A tacit threat by a velvet-gloved iron fist?  Note the e-mail’s Reaganesque use of passive voice about “reportable” behavior.

Sanctions for counterfeiting tickets are understandable, as it’s obviously deceitful conduct.  Rolling it in with scalping, though, becomes more problematic.  New York state law specifically allows the resale of tickets for whatever value the market will bear.  Ironically, in one of the few arenas where New York promotes a free market, the state’s lone public law school wants to inhibit it.

Times are hard for law students everywhere.  Here, though, the law school that has taken students’ money for three years is threatening to subterfuge their careers for engaging in a legal activity.  As if the legal market and broader economy of upstate New York isn’t bad enough, graduating UB 3Ls have the pendulum of a character and fitness complaint swinging above them for trying to monetize a valuable commodity — lawfully!

One would hope that students are civil with one another regarding something as important as graduation tickets.  But, considering how current 3Ls are wont to fight like sharks over the skeletal whale carcass of economic opportunity, anything is possible.  Nevertheless, this punishment does not fit the crime; it’s unseemly for a school to threaten its own students’ careers like this.

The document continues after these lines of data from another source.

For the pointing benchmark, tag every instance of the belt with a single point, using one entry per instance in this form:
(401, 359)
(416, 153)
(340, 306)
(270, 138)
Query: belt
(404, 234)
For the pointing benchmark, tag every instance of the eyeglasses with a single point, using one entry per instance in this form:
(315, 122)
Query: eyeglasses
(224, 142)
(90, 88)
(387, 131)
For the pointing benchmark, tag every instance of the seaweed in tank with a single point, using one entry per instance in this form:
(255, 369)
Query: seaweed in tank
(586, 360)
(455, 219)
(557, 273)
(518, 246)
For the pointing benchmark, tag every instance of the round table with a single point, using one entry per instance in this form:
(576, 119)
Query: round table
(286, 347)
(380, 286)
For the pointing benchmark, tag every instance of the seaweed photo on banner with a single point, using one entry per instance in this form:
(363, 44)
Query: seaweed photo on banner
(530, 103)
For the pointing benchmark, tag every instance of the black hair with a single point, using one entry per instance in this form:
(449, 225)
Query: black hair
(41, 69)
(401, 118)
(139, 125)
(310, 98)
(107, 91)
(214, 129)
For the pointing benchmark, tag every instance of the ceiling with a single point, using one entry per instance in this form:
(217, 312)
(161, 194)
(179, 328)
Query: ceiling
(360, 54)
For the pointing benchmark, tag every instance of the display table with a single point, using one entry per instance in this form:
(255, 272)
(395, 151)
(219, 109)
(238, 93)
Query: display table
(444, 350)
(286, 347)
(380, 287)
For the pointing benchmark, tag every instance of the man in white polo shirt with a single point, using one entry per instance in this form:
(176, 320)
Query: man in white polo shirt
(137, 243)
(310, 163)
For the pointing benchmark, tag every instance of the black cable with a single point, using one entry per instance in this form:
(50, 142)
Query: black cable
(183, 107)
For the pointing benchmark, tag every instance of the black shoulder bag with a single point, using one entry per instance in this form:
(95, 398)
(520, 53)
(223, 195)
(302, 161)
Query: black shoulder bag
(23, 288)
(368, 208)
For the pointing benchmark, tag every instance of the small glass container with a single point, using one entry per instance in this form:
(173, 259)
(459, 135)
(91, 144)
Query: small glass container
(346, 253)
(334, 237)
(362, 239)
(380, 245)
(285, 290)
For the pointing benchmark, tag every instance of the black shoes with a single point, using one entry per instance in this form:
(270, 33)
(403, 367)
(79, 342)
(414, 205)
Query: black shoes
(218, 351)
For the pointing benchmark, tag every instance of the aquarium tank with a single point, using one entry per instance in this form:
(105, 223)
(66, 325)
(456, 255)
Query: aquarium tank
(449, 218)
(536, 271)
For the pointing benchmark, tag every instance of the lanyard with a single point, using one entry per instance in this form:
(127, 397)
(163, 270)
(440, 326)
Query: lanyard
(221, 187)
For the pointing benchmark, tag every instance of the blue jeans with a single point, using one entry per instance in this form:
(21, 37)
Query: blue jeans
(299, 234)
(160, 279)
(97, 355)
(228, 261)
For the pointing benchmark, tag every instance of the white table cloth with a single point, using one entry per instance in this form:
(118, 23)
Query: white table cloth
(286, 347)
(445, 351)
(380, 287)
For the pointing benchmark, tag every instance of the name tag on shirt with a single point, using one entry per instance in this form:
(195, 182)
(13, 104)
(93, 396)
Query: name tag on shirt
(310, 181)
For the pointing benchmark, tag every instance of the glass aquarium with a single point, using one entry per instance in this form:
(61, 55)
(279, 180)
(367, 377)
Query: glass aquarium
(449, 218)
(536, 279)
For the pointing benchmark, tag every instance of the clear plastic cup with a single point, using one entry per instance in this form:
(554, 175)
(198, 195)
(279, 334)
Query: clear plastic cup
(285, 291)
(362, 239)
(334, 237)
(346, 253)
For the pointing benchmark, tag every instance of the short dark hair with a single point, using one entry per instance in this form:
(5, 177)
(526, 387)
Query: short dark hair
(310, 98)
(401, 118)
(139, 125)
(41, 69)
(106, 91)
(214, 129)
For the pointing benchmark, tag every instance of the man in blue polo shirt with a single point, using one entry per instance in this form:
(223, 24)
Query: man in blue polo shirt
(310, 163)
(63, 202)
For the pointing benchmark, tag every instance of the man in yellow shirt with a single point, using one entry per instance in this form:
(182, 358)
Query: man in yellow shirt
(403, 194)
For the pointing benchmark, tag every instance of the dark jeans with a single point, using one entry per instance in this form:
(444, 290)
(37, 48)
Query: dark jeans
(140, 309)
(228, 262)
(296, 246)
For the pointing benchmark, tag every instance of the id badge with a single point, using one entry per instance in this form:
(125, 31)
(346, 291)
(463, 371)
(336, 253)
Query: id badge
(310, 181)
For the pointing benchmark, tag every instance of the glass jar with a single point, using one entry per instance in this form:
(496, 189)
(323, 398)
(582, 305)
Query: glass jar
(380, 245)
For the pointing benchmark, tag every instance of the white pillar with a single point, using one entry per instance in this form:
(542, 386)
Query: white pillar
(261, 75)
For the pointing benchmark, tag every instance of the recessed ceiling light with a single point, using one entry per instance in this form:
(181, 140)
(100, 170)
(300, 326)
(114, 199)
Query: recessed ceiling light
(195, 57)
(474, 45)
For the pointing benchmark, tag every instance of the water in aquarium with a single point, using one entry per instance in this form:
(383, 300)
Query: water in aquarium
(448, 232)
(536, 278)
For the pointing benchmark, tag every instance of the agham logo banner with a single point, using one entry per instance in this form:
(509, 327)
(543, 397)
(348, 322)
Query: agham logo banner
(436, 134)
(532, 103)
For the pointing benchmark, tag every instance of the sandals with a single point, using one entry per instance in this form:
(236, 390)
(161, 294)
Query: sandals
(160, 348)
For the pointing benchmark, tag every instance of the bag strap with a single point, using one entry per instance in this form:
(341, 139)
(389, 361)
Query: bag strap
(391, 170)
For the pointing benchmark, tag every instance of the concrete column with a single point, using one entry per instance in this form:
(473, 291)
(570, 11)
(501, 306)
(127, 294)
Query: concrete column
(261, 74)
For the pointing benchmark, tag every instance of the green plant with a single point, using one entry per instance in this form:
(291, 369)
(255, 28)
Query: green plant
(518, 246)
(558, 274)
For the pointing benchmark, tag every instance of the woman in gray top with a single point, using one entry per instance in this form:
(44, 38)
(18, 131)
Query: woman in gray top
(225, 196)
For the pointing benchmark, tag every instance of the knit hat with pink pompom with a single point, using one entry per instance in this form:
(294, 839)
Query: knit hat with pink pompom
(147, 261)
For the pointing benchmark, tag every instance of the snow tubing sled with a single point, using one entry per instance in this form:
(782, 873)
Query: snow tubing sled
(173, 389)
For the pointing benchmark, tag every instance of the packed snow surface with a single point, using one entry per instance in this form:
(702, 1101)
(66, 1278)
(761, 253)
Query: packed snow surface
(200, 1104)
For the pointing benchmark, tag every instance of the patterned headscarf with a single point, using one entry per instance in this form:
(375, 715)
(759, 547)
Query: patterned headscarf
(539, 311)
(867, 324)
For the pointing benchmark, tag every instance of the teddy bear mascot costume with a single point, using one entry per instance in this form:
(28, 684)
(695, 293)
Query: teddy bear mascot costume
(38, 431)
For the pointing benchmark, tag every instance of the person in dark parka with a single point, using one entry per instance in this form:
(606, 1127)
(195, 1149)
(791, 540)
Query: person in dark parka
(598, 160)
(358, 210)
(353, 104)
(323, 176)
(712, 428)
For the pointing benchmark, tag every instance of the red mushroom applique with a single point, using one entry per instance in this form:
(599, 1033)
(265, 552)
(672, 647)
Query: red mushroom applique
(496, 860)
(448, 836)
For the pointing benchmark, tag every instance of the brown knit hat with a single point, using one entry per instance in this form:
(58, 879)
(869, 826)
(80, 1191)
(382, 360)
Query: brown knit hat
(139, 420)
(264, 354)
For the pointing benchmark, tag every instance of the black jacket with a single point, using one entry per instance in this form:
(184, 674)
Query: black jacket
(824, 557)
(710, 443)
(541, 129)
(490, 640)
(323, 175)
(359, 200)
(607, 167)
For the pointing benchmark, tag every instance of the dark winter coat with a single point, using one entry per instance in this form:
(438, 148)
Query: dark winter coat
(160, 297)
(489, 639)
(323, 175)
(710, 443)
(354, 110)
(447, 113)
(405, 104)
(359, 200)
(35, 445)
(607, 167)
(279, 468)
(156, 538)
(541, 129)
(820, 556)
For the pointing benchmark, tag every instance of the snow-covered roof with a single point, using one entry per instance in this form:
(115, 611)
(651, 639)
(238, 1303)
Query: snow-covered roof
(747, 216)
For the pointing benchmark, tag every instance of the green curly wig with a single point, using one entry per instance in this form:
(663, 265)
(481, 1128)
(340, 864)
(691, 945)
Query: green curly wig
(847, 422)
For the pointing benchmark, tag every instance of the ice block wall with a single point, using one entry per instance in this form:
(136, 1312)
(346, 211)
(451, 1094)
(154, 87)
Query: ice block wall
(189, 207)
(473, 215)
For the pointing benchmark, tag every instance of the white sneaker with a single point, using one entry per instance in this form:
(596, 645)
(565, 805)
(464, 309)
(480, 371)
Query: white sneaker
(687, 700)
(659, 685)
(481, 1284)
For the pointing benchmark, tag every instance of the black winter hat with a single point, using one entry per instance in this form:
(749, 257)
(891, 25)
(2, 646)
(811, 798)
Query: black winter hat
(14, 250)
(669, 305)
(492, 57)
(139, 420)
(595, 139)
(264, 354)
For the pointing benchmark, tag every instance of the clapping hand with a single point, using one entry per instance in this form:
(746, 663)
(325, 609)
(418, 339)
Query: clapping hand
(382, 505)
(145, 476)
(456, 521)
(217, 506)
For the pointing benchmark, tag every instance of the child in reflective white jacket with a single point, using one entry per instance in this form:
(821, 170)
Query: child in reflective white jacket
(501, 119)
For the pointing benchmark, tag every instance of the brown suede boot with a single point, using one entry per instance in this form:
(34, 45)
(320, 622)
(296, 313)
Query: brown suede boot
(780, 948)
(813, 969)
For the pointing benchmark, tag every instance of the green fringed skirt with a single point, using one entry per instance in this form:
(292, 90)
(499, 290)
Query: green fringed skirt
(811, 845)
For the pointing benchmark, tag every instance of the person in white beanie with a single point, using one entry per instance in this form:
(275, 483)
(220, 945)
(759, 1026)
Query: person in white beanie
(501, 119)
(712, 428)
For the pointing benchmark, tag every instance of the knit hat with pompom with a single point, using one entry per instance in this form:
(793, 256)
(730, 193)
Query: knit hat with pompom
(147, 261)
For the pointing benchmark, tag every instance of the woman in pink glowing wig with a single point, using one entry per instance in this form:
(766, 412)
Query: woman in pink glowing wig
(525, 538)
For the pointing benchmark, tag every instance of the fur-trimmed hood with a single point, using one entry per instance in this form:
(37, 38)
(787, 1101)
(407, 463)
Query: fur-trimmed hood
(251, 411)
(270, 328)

8 Responses to SUNY-Buffalo Law administrator threatens students with character & fitness complaints

  1. You no [sic] when you put “[sick]” [sic] after every error made you end up coming off like a hall monitor. This was an email. The standards for email are generally more lax than for print. I bet if I went through your outbox I could find as many misspellings and grammar errors. Just send me your password and I’ll put this to the test!

    Everyone wants to hold someone to higher standards with regards to spelling and grammar when they disagree with the person than they ever do when in agreement. The best way to make a person look like an idiot is to quote the person exactly. Include every “um,” false start, and “you know,” and most people sound like they are completely uneducatred [sic]. So pointing these errors out seems a bit petty.

    A case can be made that this was an official dispatch and should be held to a higher standard, but by doing this it diminishes the actual point being made. It’s like you are pointing out that this is stupid because look, Melinda is stupid.

    If this is the case, you either missed one, or you made an error quoting her. Well, unless, “envelopewith” is a word I am unfamiliar with.

    The threat seems hollow to me. As you point out, these students have been paying for an education for three years. To scuttle their careers on graduation day would pretty much insure the future failure of said institution. Who would want to go there after something like this? Of course, I’ve seen schools do dumber things and continue once they have dismissed the overzealous employee.

    Legal threats to newly minted lawyers by their own school is ironic though unsurprising.

    • J DeVoy says:

      “I bet if I went through your outbox I could find as many misspellings and grammar errors.”
      -Maybe. But I’m not sending semi-official correspondence to 250+ people with those e-mails, either. I don’t think I was being terribly unfair — It’s not like there was a lone, very understandable error.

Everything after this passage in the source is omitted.